The exciting thing for researchers, she said, was where the small, otter-like animals have been confirmed. They managed to determine that martens are most likely in the Bay St. George area.
"We had no confirmed samples from that area before, so we were very pleased with that," she said. "We suspected (pine martens) would move out there, we didn't know that for sure, but now we do."
Researchers also received results from the Humber Valley area and as far east as the Avalon Peninsula.

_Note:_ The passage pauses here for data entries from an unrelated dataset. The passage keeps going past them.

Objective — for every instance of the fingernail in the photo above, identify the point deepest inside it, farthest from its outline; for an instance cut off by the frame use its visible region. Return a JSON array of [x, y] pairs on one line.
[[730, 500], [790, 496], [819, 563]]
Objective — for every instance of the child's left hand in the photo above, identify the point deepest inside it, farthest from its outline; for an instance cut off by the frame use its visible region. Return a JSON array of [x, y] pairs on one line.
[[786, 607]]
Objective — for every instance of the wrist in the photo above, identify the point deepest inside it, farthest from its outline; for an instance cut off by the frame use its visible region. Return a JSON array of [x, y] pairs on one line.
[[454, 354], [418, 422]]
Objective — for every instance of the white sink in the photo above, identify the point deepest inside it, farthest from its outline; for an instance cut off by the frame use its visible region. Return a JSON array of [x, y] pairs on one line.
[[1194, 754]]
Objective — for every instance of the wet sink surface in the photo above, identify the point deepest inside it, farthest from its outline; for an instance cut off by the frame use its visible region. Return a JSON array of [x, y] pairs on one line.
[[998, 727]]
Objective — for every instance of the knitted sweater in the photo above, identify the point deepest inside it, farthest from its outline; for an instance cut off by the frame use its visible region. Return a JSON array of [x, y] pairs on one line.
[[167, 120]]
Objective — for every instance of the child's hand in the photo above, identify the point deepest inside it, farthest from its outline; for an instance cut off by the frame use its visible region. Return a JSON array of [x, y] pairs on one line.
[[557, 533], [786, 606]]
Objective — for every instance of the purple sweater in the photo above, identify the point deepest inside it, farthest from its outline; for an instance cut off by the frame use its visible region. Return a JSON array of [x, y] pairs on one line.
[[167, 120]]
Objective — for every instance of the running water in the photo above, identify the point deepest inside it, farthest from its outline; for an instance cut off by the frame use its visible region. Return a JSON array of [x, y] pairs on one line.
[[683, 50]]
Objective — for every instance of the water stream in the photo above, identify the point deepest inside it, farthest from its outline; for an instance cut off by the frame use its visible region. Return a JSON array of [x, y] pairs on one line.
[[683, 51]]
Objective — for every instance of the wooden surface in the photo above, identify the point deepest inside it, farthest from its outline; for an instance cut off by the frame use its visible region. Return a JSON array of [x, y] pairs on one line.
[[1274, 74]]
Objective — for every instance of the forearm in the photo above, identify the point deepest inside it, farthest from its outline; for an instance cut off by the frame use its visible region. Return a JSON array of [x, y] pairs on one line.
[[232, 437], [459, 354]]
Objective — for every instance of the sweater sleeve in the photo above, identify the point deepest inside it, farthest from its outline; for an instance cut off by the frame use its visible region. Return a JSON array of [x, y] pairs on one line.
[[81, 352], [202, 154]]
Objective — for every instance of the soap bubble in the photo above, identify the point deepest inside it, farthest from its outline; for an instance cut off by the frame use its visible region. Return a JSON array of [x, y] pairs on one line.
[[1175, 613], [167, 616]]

From the Northern Peninsula they received no samples last year, but Bateman hopes that will change, as so far this year they have one volunteer for the area.

Last year, Bateman, co-ordinator with Codroy Valley's Intervale, spoke to groups like the Newfoundland and Labrador Snowmobile Federation, along with hunters, hikers or anyone who goes into the woods, trying to recruit volunteers. She was asking for people to help set up baited wooden shelters in wooded areas to collect hair samples from animals to gain information about the province's pine marten population.

This year she is hoping to get more eager volunteers.The project is being conducted jointly between Intervale and the provincial wildlife division, and partly funded by the Environment Canada Stewardship Program. Bateman said there is a lot to gain."The problem is our information is outdated, and this allows us to gather new information that we don't have on population and distribution," she said.